DES MOINES, Iowa — An agreement has been reached between the Catholic Diocese of Davenport, Iowa, and The Eychaner Foundation, a gay rights advocacy group, to allow an openly gay student to be presented with his scholarship award during the upcoming graduation ceremony.
Keaton Fuller, 18, a senior at Prince of Peace Catholic School in Clinton, Iowa., won the foundation’s Matthew Shepard Scholarship, a $40,000 grant to attend the the University of Iowa.
But last week it was learned that Bishop Martin Amos in Davenport, Iowa, overruled school officials, and said he would not allow the Foundation to present its scholarship to Fuller because the group’s support of gay rights conflicts with church doctrine. Instead, a school staff member will present the scholarship at the assembly.
Under the agreement reached this week, Dr. Lee Morrison, Diocesan Superintendent of Schools will present the award and read a script prepared by the Eychaner Foundation, which was reviewed and approved by Amos.
Mike Simonson, a prominent architect and member of the scholarship committee, will present an eagle statue to Fuller during the award ceremony on May 20.
Fuller won the award based on his academic work, as well as his efforts to reduce homophobia at school and in his community.

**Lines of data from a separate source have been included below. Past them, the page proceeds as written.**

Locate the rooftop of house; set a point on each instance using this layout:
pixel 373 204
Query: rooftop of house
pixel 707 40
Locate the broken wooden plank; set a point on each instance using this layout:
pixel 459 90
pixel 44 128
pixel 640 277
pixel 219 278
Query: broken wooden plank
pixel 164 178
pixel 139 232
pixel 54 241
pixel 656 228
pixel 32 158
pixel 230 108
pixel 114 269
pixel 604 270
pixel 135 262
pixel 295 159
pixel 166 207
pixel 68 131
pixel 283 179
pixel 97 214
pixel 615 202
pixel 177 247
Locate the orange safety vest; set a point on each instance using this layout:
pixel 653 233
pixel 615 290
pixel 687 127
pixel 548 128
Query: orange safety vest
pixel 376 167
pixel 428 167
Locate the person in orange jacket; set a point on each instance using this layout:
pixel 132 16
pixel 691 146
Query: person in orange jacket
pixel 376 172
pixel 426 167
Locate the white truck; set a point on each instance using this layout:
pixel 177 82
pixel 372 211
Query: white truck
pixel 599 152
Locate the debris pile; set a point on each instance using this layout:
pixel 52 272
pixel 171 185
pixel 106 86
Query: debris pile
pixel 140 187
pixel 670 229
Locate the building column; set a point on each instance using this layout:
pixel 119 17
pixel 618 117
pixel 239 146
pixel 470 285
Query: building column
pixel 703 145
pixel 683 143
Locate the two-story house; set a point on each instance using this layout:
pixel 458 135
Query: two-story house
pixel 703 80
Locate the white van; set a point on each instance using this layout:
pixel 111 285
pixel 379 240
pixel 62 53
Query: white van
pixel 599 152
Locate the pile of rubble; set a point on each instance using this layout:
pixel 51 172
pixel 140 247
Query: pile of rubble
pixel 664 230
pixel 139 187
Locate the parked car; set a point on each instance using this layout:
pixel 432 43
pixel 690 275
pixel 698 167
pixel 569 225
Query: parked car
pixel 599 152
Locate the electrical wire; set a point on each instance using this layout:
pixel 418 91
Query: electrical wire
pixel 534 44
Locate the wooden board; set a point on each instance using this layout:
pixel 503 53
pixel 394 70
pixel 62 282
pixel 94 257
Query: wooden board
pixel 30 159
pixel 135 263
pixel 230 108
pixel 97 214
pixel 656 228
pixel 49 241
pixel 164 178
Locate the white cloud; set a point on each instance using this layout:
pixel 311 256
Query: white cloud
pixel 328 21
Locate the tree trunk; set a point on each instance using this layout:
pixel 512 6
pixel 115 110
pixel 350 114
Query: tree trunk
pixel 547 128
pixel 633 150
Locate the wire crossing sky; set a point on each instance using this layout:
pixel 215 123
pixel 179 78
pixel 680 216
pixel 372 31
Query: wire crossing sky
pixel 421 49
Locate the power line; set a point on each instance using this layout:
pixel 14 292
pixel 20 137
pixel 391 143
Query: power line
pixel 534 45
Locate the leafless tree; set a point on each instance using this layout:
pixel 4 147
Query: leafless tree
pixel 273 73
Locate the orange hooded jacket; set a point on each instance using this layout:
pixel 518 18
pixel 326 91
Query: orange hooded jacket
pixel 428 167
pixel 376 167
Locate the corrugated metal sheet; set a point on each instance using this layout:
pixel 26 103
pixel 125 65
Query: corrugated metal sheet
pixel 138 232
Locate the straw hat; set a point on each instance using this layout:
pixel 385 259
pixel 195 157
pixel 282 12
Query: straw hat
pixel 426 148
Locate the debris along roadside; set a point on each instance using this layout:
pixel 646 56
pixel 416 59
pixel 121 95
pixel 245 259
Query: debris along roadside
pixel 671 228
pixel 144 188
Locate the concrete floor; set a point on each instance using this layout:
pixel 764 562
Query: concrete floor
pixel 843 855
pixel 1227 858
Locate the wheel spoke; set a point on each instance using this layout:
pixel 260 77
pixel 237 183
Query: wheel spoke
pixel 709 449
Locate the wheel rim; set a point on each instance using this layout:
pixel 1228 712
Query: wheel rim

The Eychaner Foundation, which sponsors Iowa’s Matthew Shepard Scholarship program, thanked Amos for graciously working to find a mutually acceptable way to resolve the dispute regarding the presentation of the scholarship.
“From the beginning, Keaton Fuller and his family were committed to a respectful action to insure that all students were treated fairly, without disrupting the graduation ceremony,” Rich Eychaner said.
“By keeping the protest gracious and being respectful of the prerogatives of the Diocese, we were able to find common ground in a procedure all parties could support. We appreciate Bishop Amos’ willingness to find a mutually agreeable resolution.”
Fuller said he was pleased a solution was found, and indicated he was glad the matter was resolved.
“My biggest fear was that this matter would overwhelm my classmate’s significant accomplishments and the joy we all feel in graduating,” Fuller said.
Fuller won the scholarship based on his academic work, as well as his efforts to reduce homophobia at school and in his community.